Driving forces for Ag-induced periodic faceting of vicinal Cu(111)

TL;DR

This paper investigates how submonolayer silver adsorption induces periodic faceting on vicinal Cu(111), revealing the atomic-scale driving forces and tunable stripe widths that align with elastic theory predictions.

Contribution

It demonstrates the atomic-scale matching mechanism driving Ag-induced faceting and shows how stripe widths can be smoothly tuned, providing experimental validation for elastic theories.

Findings

Ag adsorption induces periodic faceting with alternating Ag-covered and clean Cu stripes.

Stripe widths can be tuned from 3 to 30 nm by adjusting Ag coverage.

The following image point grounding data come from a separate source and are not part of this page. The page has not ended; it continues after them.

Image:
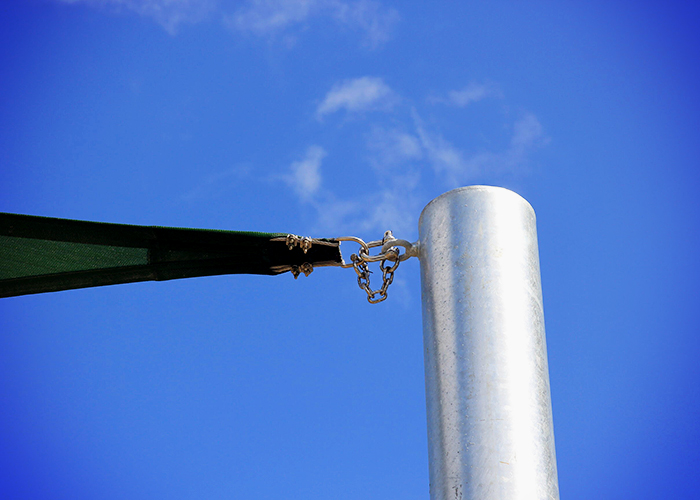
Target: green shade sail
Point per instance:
(43, 254)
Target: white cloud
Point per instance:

Experimental results support elastic theory predictions of stripe formation.

Abstract

Adsorption of submonolayer amounts of Ag on vicinal Cu(111) induces periodic faceting. The equilibrium structure is characterized by Ag-covered facets that alternate with clean Cu stripes. In the atomic scale, the driving force is the matching of Ag(111)-like packed rows with Cu(111) terraces underneath. This determines the preference for the facet orientation and the evolution of different phases as a function of coverage. Both Cu and Ag stripe widths can be varied smoothly in the 3-30 nm range by tuning Ag coverage, allowing to test theoretical predictions of elastic theories.